Doctor Dolittle's Garden
- First edition
- Author: Hugh Lofting
- Language: English
- Series: Doctor Dolittle
- Genre: Children's novel
- Publisher: Frederick A. Stokes
- Publication date: 1927
- Publication place: United Kingdom
- Media type: Print (hardback & paperback)
- Preceded by: Doctor Dolittle's Caravan
- Followed by: Doctor Dolittle in the Moon

= Doctor Dolittle's Garden =

1927 children's novel by Hugh Lofting

Doctor Dolittle's Garden (1927) is the eighth book in Hugh Lofting's Doctor Dolittle series of children's books.

==Plot==
In the first part of the book, Doctor Dolittle's assistant, Tommy Stubbins, reports on Professor Quetch, curator of the Dog Museum in the Home for Crossbred Dogs. Some of the dogs tell the stories of their lives over dinner.
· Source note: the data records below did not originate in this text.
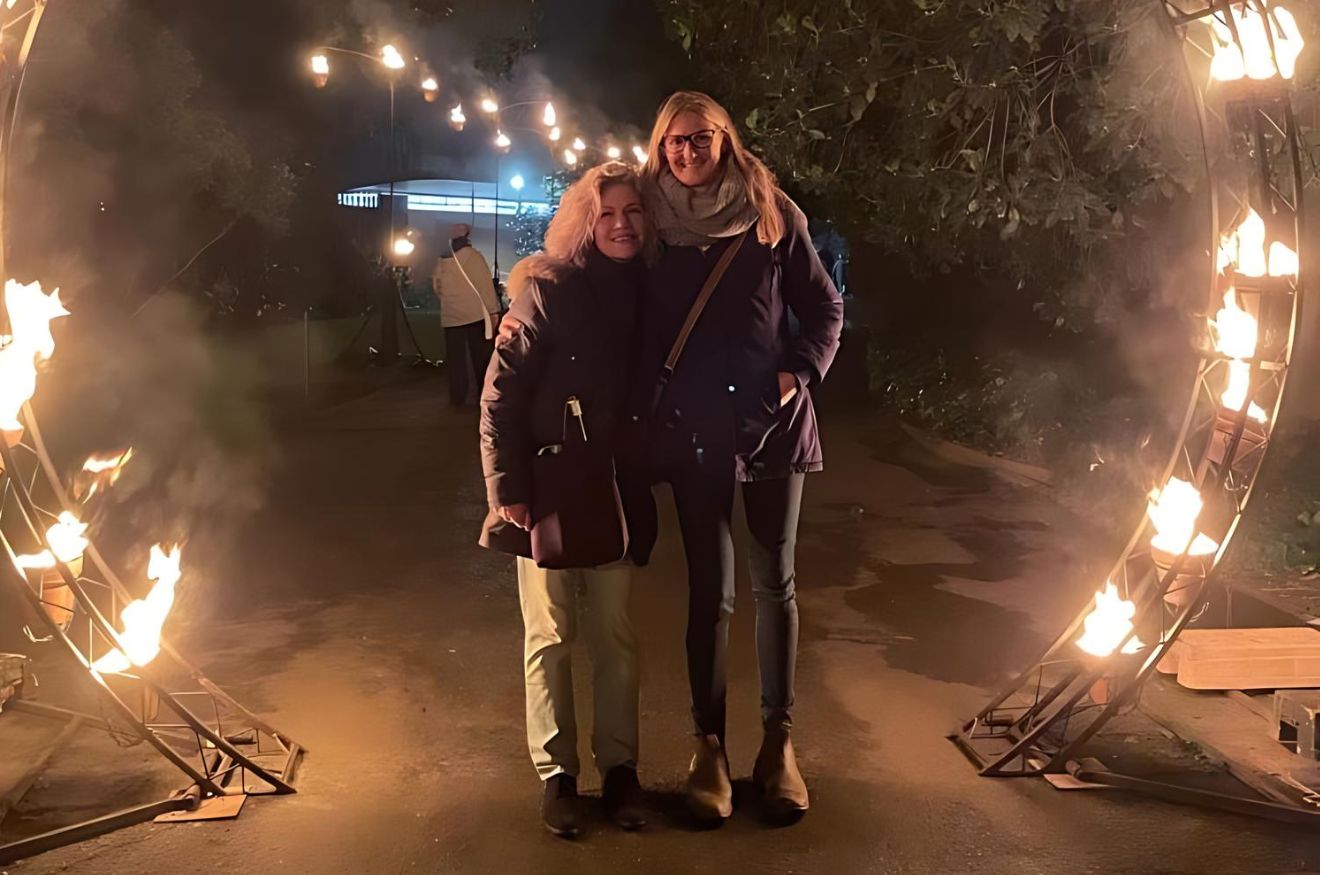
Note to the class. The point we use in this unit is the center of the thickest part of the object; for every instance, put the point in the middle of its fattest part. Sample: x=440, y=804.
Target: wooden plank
x=1248, y=659
x=1234, y=737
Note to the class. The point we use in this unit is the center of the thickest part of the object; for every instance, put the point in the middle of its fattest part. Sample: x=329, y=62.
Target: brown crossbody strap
x=700, y=304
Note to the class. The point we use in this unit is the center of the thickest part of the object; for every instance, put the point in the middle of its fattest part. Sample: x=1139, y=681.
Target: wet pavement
x=359, y=616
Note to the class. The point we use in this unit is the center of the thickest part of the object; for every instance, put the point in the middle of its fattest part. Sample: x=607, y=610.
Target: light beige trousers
x=555, y=605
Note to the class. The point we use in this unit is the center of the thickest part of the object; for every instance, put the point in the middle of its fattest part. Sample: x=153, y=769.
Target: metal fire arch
x=1042, y=721
x=221, y=747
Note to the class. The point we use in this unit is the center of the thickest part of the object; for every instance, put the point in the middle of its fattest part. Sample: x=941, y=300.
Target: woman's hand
x=787, y=388
x=516, y=514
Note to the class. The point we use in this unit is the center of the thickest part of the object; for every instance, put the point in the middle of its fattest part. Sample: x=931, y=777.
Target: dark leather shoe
x=710, y=792
x=560, y=805
x=622, y=796
x=776, y=776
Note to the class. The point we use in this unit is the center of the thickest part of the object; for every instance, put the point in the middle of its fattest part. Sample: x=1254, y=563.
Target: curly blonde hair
x=762, y=188
x=572, y=231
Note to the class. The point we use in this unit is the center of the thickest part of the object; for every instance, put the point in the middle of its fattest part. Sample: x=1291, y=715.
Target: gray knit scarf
x=702, y=215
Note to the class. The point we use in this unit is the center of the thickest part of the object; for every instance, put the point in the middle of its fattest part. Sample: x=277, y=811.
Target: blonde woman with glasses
x=729, y=379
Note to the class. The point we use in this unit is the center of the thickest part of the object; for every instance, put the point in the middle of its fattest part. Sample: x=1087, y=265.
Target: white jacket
x=462, y=283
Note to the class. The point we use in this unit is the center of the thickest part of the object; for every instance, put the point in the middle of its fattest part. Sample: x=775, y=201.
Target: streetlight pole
x=391, y=294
In the second part of the book, because his garden is teeming with insects, Dolittle decides to learn their language and contrives an apparatus that will allow him to do this. He begins to hear many fascinating stories, particularly one about a water beetle who was taken to Brazil in a clod of mud on a duck's foot.

The doctor also begins to hear talk about the Giant Moths. Fascinated, he plans a voyage to find them, but one of the giant moths appears in his garden. The rest of the book is about the doctor's efforts to communicate with the moth, while keeping the public away.